Concept formation provides students with an opportunity to explore ideas by
making connections and seeing relationships between items of information. This
method can help students develop and refine their ability to recall and discriminate
among key ideas, to see commonalities and identify relationships, to formulate
concepts and generalizations, to explain how they have organized data, and to
present evidence to support their organization of the data involved.
What is its purpose?
In this instructional method, students are provided with data about a particular
concept. These data may be generated by the teacher or by the students
themselves. Students are encouraged to classify or group the information and to
give descriptive labels to their groupings.
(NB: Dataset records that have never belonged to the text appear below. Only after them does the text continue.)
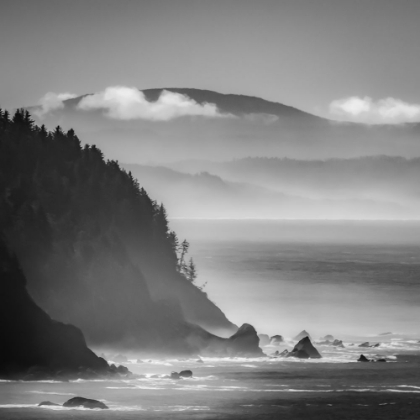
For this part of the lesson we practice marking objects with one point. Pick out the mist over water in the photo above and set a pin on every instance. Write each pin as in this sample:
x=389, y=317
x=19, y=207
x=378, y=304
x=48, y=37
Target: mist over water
x=329, y=277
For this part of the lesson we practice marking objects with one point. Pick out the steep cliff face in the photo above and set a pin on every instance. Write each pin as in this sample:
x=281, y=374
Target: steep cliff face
x=29, y=337
x=90, y=240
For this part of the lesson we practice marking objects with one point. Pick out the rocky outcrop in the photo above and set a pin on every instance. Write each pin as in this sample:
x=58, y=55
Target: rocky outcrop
x=328, y=337
x=301, y=335
x=304, y=350
x=275, y=340
x=34, y=346
x=84, y=402
x=244, y=343
x=185, y=374
x=367, y=344
x=264, y=339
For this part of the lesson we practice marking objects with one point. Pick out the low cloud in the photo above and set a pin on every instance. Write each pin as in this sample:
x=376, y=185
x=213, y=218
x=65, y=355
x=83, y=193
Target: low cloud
x=52, y=101
x=125, y=103
x=388, y=110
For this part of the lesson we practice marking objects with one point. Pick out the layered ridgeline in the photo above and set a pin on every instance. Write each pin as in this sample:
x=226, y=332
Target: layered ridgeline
x=238, y=190
x=96, y=250
x=163, y=125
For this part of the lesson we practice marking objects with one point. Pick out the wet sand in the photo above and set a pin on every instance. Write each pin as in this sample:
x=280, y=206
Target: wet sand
x=235, y=389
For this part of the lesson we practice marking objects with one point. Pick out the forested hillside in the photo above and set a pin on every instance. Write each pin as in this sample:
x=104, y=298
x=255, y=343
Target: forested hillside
x=89, y=240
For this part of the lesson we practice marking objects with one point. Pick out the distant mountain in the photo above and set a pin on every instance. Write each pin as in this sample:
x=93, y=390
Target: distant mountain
x=239, y=105
x=204, y=195
x=246, y=126
x=385, y=178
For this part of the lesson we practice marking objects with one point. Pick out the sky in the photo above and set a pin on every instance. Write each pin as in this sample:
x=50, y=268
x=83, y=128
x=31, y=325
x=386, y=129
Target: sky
x=356, y=59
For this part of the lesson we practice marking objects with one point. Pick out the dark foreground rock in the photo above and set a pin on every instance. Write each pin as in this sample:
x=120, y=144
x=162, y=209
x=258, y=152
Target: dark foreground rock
x=338, y=343
x=185, y=374
x=328, y=337
x=34, y=346
x=367, y=344
x=304, y=350
x=84, y=402
x=301, y=335
x=276, y=340
x=264, y=339
x=174, y=375
x=244, y=343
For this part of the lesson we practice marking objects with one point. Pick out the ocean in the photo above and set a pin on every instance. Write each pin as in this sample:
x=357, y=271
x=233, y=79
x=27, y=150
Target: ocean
x=346, y=278
x=359, y=281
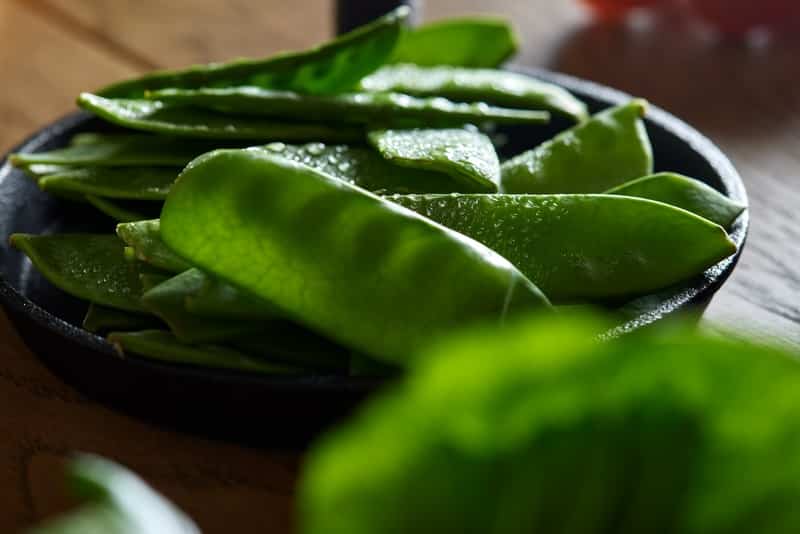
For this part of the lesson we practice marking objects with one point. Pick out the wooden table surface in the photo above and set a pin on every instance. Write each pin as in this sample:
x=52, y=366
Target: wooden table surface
x=745, y=98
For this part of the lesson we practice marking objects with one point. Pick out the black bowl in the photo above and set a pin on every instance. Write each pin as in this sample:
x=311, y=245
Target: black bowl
x=263, y=408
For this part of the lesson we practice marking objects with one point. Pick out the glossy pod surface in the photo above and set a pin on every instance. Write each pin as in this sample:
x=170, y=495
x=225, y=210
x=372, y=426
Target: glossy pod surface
x=358, y=108
x=141, y=183
x=466, y=42
x=164, y=346
x=89, y=266
x=167, y=300
x=180, y=121
x=496, y=87
x=610, y=148
x=576, y=247
x=686, y=193
x=117, y=150
x=267, y=230
x=145, y=239
x=366, y=168
x=333, y=67
x=467, y=156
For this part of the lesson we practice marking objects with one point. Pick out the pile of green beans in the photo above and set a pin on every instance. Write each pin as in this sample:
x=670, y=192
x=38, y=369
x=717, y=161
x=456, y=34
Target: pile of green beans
x=346, y=203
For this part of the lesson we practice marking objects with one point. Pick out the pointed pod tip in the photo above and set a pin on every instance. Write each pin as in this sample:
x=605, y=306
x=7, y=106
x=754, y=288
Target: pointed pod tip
x=641, y=105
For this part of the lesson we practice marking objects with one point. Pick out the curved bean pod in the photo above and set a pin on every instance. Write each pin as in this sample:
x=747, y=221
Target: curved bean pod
x=497, y=87
x=609, y=149
x=584, y=247
x=180, y=121
x=463, y=42
x=332, y=67
x=469, y=157
x=357, y=108
x=139, y=183
x=362, y=270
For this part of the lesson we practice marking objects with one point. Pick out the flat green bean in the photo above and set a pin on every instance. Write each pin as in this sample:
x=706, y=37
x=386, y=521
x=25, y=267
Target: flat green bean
x=124, y=210
x=138, y=183
x=88, y=266
x=163, y=346
x=365, y=168
x=468, y=156
x=145, y=240
x=335, y=257
x=683, y=192
x=496, y=87
x=167, y=300
x=357, y=108
x=584, y=247
x=607, y=150
x=119, y=151
x=330, y=68
x=180, y=121
x=463, y=42
x=117, y=502
x=103, y=319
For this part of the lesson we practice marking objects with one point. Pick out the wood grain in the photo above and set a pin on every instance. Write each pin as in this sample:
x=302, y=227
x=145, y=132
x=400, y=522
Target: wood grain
x=744, y=98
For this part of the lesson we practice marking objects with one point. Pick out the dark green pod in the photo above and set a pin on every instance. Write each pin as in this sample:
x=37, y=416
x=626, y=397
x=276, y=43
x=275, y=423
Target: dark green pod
x=463, y=42
x=88, y=266
x=163, y=346
x=145, y=240
x=330, y=68
x=181, y=121
x=497, y=87
x=137, y=183
x=467, y=156
x=121, y=150
x=584, y=247
x=607, y=150
x=116, y=502
x=167, y=300
x=123, y=210
x=537, y=427
x=683, y=192
x=365, y=168
x=103, y=319
x=357, y=108
x=334, y=257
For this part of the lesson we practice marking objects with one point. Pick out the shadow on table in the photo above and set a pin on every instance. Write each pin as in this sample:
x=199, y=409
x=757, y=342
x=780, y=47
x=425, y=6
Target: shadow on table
x=729, y=87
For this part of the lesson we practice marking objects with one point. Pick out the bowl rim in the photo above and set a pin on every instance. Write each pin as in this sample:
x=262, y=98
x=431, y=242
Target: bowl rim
x=685, y=297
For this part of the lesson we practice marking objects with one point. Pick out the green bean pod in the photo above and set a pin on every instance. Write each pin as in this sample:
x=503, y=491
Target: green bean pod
x=164, y=346
x=167, y=300
x=330, y=68
x=468, y=156
x=539, y=427
x=88, y=266
x=607, y=150
x=118, y=150
x=359, y=269
x=584, y=247
x=180, y=121
x=463, y=42
x=497, y=87
x=138, y=183
x=683, y=192
x=357, y=108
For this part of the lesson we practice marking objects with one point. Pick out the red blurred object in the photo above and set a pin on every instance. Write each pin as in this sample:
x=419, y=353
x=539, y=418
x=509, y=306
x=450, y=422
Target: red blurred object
x=740, y=16
x=615, y=9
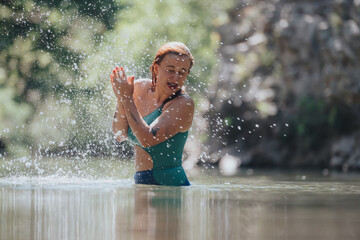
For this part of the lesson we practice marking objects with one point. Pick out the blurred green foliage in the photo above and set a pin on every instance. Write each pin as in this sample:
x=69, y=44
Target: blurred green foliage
x=56, y=56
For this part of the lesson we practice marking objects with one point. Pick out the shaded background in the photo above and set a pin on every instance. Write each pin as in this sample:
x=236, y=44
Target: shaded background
x=276, y=83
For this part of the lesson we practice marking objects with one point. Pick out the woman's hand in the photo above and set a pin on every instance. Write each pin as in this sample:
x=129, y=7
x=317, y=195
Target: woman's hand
x=123, y=87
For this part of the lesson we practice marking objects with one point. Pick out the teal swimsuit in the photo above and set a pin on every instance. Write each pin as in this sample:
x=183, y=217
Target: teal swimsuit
x=166, y=156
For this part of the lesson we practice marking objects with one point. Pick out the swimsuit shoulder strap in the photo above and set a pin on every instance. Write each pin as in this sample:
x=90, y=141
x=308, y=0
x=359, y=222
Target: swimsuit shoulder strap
x=175, y=95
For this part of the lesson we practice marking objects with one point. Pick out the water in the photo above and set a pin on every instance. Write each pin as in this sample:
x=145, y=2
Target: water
x=263, y=205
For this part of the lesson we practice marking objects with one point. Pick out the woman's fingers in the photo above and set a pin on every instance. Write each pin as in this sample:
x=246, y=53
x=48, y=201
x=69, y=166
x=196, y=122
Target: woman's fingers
x=123, y=73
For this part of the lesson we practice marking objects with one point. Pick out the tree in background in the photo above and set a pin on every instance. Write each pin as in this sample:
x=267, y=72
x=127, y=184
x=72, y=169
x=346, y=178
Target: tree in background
x=55, y=58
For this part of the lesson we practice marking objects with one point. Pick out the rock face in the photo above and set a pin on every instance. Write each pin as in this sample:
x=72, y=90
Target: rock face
x=288, y=90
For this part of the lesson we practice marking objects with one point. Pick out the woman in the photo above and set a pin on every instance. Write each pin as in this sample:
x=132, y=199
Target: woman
x=156, y=115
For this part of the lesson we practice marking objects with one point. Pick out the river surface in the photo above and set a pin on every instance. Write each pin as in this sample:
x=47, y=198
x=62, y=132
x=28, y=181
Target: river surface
x=105, y=204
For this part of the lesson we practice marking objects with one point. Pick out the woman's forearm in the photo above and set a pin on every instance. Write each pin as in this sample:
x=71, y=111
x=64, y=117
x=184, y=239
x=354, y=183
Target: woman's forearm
x=120, y=125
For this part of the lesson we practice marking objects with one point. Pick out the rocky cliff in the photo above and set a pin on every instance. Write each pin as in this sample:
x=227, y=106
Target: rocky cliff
x=288, y=90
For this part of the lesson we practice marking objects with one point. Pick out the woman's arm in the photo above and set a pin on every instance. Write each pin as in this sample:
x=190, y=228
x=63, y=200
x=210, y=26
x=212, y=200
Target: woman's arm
x=176, y=118
x=120, y=125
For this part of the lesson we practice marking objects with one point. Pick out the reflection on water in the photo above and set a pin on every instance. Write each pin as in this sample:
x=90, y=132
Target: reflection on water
x=255, y=207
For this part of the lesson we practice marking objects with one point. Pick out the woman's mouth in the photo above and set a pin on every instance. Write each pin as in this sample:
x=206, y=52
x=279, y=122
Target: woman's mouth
x=173, y=86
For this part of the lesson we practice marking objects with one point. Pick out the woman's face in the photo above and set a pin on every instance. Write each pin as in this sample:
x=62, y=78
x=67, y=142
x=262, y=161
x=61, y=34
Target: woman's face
x=172, y=72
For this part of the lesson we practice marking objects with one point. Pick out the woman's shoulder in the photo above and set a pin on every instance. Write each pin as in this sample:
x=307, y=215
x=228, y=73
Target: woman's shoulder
x=183, y=101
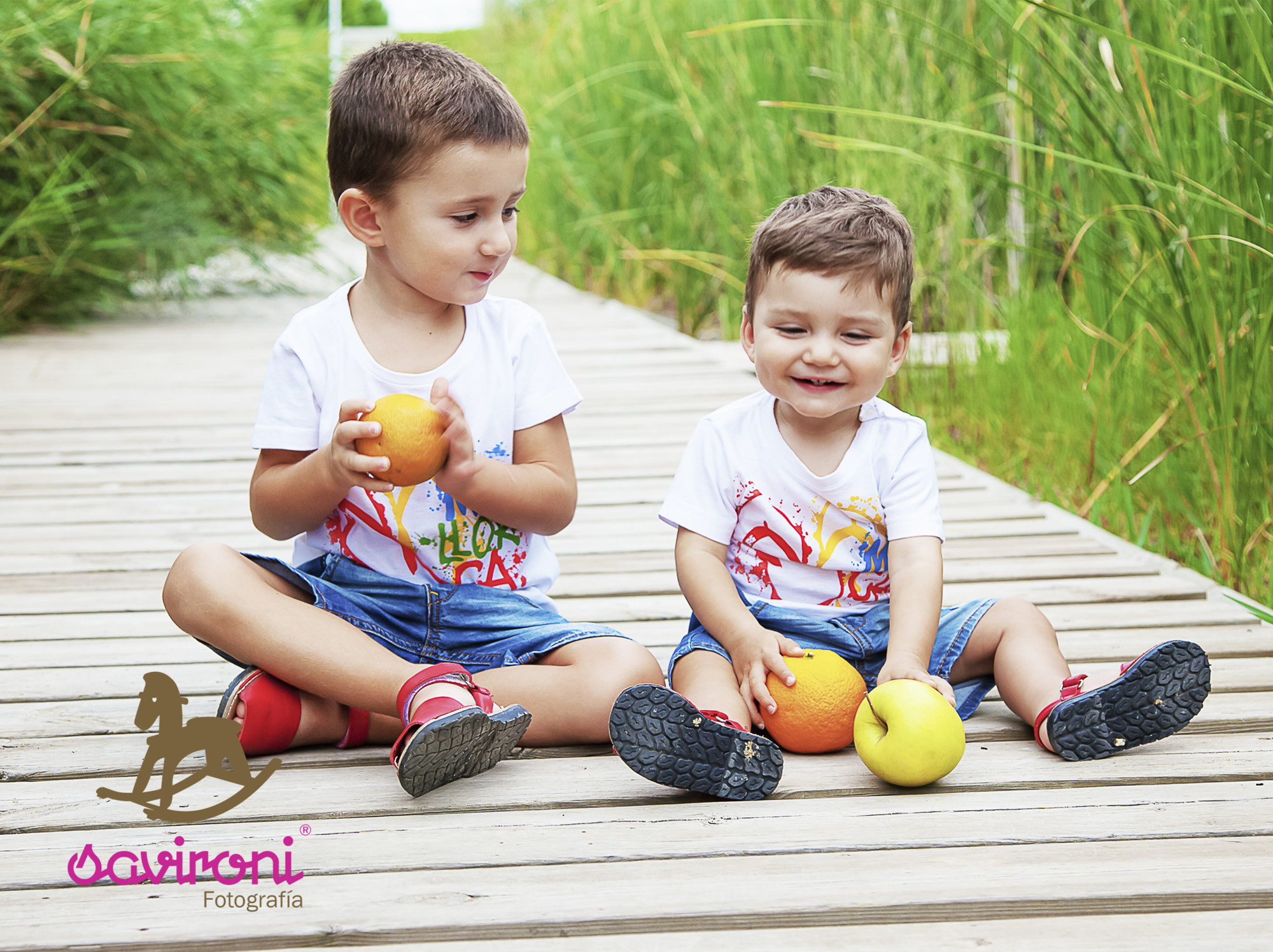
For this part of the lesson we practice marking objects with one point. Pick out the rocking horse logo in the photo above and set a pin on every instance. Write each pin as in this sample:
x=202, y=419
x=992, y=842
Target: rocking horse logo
x=217, y=738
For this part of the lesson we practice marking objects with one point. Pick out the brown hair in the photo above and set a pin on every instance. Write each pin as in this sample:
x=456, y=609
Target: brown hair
x=836, y=231
x=398, y=105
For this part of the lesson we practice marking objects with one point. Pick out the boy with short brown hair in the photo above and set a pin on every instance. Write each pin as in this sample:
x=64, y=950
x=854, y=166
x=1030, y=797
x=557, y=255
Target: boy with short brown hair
x=808, y=519
x=408, y=612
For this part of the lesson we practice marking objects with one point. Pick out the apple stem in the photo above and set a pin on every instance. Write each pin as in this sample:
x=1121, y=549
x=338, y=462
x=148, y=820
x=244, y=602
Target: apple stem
x=868, y=699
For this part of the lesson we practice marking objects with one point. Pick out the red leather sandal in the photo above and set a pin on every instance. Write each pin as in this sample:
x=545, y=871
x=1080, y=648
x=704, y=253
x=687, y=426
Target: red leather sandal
x=273, y=715
x=446, y=740
x=1153, y=698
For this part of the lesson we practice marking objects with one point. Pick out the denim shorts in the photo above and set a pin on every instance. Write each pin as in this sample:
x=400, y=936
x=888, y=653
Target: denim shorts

By linking the examples to the labels and
by explaining their reasoning, the students form their own understanding of the
concept.
Concept formation lessons can be highly motivational because students are
provided with an opportunity to participate actively in their own learning. In
addition, the thinking process involved helps them create new and expanded
meaning of the world around them as they organize and manipulate information
from other lessons and contexts in new ways.
How do I do it?
Concept formation involves the recognition that some objects or events belong
together while others do not. Students are provided with data about a particular
concept and are encouraged to classify or group the data. Once the objects have
been grouped according to a particular categorization scheme, the grouping is given
a label. This type of strategy could be used when identifying different terminology
of computer software applications. Teachers may ask students to identify and list a
number of items found in a setting, group the items that belong together using
common characteristics, label the groupings, and rearrange and relabel items into
subgroups, if students feel that is possible. The teacher is the initiator of the
activity and guides students as they move cooperatively through the task.
SYNECTICS
What is Synectics?
The term Synectics from the Greek word synectikos which means "bringing
forth together" or "bringing different things into unified connection." Since
creativity involves the coordination of things into new structures, every
creative thought or action draws on synectic thinking.
Synectic thinking is the process of discovering the links that unite seemingly
disconnected elements. It is a way of mentally taking things apart and
putting them together to furnish new insight for all types of problems. It is a
creative problem solving technique which uses analogies. This technique has
been developed by Gordon and Prince. The synectics method distinguishes 2
phases:
• Mobilises both sides of the brain, the right brain (the dreamer), and
the left brain (the reasoner)
How do I do it?
• First of all, you must identify the problem you have and write it down.
• Next, you must gather information about it to mix in with the
information already stored in the brain.